Repairing them is the best way to go.  Keep the old lock sets with the old house.  I have rebuilt several of mine by looking in antique stores.  Sometimes they'll have a box full of old mortise lock parts and complete sets.

If you're really determined to swap for new, you'd be best off staying with a mortise lock.  Otherwise you're rebuilding the whole mortise area to fill in the gaps, etc.

You can get brand new mortise locks that look old or new, depending on what you're looking for...

Check these:

www.vandykes.com

www.houseofantiquehardware.com


----------



## guyod (Feb 7, 2008)

Yours door are just too narrow to use a modern door knob. Try to selling them on ebay or replace your doors... 
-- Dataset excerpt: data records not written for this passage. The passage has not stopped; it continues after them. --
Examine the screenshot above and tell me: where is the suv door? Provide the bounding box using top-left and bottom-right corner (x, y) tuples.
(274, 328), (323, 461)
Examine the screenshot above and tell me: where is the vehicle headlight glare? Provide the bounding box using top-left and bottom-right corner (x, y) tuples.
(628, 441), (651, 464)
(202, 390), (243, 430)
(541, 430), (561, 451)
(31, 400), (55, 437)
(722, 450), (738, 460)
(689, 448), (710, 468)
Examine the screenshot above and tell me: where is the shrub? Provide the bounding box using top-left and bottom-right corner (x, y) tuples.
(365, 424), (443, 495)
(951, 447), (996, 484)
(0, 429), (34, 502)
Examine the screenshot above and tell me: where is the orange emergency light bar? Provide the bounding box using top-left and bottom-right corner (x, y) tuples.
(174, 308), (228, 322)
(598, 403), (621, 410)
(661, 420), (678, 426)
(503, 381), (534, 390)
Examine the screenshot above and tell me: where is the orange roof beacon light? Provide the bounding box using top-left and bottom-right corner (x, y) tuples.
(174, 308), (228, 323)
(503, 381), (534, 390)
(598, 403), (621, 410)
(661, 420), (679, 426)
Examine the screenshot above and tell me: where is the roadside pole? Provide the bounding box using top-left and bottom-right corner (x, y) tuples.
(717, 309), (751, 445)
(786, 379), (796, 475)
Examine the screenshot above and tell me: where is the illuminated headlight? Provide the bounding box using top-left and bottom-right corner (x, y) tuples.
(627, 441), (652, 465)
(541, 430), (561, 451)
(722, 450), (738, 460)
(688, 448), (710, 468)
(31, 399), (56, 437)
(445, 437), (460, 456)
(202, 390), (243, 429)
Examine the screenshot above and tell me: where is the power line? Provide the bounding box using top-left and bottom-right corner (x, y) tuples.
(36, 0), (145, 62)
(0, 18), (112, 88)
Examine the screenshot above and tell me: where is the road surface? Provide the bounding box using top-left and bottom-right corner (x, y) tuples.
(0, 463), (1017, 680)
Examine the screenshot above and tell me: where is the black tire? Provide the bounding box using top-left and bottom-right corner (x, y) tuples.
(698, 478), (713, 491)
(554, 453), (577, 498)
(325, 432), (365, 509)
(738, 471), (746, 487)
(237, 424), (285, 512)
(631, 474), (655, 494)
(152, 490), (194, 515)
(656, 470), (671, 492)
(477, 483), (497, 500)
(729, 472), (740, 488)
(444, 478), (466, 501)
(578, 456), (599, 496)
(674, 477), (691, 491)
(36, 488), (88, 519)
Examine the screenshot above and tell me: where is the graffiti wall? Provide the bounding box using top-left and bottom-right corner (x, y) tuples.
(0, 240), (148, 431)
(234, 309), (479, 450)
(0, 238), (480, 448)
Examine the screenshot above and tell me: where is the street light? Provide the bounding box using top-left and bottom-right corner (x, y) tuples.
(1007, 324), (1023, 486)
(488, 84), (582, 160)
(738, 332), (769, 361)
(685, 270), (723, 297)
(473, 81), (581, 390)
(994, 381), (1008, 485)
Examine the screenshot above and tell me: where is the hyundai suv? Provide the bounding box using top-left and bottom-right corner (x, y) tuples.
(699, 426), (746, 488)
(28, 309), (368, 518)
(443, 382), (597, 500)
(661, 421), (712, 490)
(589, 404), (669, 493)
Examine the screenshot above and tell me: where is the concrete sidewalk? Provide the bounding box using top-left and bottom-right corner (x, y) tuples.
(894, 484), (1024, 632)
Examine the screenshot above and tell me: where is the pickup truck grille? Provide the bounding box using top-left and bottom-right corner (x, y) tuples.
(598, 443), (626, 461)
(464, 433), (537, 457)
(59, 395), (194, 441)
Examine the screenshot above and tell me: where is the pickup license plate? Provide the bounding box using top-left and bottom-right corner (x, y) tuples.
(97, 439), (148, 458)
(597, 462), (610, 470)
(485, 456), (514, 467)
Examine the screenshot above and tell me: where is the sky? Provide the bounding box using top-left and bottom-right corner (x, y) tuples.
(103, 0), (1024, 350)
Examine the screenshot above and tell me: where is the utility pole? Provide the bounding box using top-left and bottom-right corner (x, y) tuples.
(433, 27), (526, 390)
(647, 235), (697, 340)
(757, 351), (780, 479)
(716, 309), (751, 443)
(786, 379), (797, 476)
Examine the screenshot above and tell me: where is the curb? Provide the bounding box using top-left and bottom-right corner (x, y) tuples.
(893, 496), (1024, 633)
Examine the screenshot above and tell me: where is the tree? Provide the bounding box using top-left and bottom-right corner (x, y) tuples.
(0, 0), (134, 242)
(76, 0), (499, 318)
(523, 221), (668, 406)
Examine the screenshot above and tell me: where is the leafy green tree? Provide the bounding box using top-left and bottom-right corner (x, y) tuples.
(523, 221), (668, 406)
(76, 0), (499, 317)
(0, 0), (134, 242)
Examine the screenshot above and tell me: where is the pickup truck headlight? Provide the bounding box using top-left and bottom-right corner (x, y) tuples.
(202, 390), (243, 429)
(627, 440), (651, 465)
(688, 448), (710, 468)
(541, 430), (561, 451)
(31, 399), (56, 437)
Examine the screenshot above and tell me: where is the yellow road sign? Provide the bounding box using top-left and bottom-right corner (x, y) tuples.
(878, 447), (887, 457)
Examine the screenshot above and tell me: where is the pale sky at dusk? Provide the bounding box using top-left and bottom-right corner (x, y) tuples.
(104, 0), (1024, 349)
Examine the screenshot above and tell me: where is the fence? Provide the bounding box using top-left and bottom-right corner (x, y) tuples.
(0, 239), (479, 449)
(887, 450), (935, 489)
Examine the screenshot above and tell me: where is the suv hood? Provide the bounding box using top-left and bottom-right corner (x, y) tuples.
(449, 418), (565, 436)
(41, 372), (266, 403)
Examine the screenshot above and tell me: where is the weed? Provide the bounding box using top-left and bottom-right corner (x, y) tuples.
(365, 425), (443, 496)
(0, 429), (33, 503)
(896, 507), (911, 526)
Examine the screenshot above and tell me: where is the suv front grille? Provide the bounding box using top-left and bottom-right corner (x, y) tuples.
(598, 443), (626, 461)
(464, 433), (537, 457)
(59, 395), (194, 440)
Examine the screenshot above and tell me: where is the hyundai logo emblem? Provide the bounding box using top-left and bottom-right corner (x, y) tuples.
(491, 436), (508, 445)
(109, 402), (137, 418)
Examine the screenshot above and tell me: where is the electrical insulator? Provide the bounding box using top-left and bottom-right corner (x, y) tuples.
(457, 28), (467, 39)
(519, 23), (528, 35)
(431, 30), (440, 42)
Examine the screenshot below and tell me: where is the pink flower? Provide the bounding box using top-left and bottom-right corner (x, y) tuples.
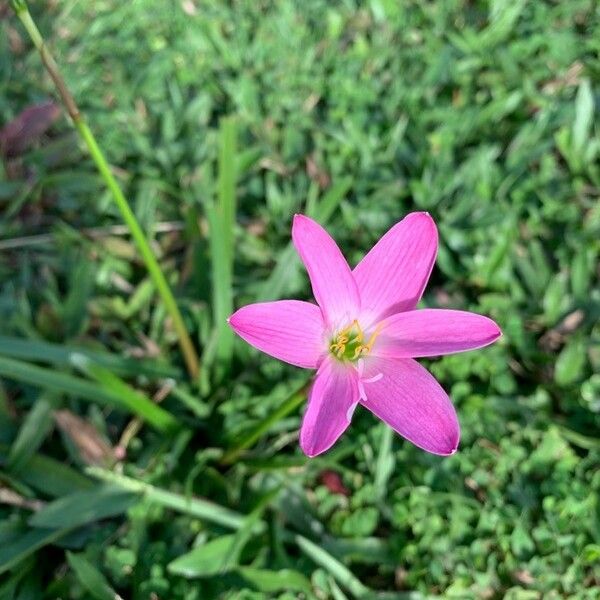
(228, 213), (501, 457)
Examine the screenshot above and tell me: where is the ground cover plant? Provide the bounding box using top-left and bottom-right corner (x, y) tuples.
(1, 0), (599, 598)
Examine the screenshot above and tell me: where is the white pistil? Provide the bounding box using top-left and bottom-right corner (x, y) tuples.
(356, 359), (383, 403)
(346, 402), (358, 423)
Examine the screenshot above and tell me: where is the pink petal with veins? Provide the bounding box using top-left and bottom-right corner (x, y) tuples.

If the spindles are just bad you can just take them out and replace them. they are sold at big box stores you can get new knobs while your at it all pretty cheap.


----------



## glennjanie (Feb 10, 2008)

Welcome Barbara:
I'm picturing a square lockset that is screwed to the inner surface of the door and a spindle that runs through the door to operate the lock.
Check to make sure your door is at least 1 3/8" thick. If it is you can remove the old lockset, Tightly clamp a piece of 3/4" board to each side of the door, drill through the block according to the setback specified for the new lock (the new lockset should include a template of cardboard) remove the blocks and drill for the latch, drill the door frame to match and follow the instructions with the new lockset.
Glenn


----------